Der Meisterschaftskampf in Deutschland hingegen bleibt so spannend wie eh und je - oder doch nicht? In dem mit Spannung erwarteten Top-Spiel der Saison traf der Tabellenzweite VfL Wolfsburg auf den Tabellenführer Bayern München. Das Spiel endete mit einem 1:1. Damit liegen die Bayern zwei Spieltage vor Schluss immer noch zwei Punkte (55) vor Wolfsburg (52). "Der Punkt ist extrem wichtig, weil wir weiterhin alles in der eigenen Hand haben. Wir haben heute die richtige Mentalität gezeigt und uns nicht einschüchtern lassen. Jetzt haben wir zwei Punkte Vorsprung und wollen das Ganze natürlich am Ende gewinnen", sagte Bayern-Trainer Jens Scheuer.
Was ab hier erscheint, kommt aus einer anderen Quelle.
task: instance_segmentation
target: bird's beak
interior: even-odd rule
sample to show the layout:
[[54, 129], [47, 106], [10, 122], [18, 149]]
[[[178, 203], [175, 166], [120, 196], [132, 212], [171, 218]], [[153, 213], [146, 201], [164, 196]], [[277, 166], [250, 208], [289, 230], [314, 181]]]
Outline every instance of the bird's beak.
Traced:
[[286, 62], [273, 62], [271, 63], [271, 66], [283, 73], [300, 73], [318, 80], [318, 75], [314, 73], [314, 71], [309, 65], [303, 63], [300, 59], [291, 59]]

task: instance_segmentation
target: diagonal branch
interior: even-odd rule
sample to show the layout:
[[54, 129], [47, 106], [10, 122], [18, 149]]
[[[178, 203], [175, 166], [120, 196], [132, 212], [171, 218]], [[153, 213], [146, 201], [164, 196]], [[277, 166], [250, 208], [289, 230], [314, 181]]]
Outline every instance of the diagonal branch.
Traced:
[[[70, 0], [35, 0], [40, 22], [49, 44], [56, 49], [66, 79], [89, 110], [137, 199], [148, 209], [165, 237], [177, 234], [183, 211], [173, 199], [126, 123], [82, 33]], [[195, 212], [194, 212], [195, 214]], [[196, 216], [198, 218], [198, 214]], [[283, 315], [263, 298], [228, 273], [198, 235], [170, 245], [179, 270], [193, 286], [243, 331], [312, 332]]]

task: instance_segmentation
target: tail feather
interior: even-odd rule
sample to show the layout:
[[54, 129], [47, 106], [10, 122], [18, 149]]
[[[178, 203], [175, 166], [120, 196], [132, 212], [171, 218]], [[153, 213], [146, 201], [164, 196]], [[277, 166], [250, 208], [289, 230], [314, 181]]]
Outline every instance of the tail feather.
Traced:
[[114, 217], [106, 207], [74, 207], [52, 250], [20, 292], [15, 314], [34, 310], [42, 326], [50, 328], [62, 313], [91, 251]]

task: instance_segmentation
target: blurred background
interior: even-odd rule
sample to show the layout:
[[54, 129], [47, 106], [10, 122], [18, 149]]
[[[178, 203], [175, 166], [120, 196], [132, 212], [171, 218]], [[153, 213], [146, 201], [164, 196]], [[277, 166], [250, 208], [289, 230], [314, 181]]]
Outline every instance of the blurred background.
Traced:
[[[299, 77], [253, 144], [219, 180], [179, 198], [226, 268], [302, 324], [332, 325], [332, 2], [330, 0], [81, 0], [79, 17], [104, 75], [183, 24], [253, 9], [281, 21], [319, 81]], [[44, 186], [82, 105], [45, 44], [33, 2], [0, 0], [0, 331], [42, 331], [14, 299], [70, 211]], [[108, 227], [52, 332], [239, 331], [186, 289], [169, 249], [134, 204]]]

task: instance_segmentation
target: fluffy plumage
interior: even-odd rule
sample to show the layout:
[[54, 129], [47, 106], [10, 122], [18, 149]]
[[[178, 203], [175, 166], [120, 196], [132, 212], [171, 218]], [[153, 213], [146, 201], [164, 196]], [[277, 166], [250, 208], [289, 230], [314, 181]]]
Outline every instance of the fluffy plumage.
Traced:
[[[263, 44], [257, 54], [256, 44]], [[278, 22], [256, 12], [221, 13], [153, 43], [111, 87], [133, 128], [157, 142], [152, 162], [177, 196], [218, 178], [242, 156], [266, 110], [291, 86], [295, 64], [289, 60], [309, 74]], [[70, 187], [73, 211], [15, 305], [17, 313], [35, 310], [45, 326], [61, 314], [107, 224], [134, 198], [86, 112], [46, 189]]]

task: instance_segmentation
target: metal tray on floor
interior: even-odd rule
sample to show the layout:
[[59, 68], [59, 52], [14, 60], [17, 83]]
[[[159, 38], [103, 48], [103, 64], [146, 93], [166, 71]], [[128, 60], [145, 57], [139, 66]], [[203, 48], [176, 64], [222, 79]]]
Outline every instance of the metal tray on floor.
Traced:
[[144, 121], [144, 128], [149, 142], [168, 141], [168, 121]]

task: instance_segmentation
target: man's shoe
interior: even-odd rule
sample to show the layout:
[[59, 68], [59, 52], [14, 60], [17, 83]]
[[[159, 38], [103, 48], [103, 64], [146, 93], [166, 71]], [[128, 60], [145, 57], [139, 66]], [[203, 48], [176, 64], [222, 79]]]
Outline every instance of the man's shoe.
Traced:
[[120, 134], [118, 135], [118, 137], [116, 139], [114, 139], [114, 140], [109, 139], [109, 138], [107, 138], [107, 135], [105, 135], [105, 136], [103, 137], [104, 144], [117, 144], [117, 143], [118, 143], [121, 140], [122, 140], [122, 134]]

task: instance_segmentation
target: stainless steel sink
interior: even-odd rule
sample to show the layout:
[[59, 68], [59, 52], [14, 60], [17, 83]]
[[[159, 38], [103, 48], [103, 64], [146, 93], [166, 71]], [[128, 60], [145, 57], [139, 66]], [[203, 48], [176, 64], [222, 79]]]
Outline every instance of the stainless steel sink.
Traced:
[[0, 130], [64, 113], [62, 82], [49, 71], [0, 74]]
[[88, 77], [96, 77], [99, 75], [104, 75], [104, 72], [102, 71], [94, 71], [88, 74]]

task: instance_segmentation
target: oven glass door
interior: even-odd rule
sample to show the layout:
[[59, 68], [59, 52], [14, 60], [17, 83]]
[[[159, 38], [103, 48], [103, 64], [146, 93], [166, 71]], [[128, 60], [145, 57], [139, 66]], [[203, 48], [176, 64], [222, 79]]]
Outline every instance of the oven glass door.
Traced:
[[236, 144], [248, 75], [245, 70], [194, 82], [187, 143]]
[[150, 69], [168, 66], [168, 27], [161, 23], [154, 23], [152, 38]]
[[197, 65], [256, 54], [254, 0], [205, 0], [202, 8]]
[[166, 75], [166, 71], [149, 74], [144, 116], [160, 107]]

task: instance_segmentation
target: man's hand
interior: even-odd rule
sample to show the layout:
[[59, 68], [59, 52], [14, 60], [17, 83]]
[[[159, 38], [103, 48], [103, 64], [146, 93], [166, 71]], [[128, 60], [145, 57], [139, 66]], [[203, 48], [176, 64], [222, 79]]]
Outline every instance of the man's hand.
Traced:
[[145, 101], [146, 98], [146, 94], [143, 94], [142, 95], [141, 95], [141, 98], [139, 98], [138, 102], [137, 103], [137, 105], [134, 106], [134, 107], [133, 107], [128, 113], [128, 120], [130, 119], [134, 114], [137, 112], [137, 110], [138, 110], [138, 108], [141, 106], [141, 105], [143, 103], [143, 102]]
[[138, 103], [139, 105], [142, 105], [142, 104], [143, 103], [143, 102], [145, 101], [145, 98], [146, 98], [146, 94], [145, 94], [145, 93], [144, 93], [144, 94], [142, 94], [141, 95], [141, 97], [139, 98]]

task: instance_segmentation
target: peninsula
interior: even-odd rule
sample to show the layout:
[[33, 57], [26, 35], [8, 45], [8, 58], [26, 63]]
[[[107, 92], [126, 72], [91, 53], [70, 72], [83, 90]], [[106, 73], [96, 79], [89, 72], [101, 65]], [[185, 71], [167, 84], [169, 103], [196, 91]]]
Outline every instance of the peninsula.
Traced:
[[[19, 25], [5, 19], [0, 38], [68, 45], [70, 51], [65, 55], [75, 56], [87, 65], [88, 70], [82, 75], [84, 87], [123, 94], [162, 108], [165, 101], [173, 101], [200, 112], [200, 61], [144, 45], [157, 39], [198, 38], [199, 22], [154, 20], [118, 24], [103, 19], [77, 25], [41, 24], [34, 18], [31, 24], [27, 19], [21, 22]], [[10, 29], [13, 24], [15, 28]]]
Wolfsburg hat zweimal die Chance

Wolfsburg hat auf der anderen Seite die Hoffnung noch nicht aufgegeben, die eigene Serie der Dominanz im deutschen Frauenfußball fortzusetzen. Das letzte Mal, als die Bayern den Titel gewinnen konnten, ist bereits fünf Jahre und damit lange her - im Jahr 2016. Das Restprogramm? In den letzten beiden Ligaspielen treffen die Bayern auf Bayer Leverkusen und Eintracht Frankfurt, während Wolfsburg noch gegen Eintracht Frankfurt und Werder Bremen antreten muss. Und sollten "die Wölfinnen" im Kampf um die Meisterschaft das Nachsehen haben, dann gibt es immerhin noch die Chance auf einen Cup - am 30. Mai im DFB-Pokalfinale gegen Frankfurt.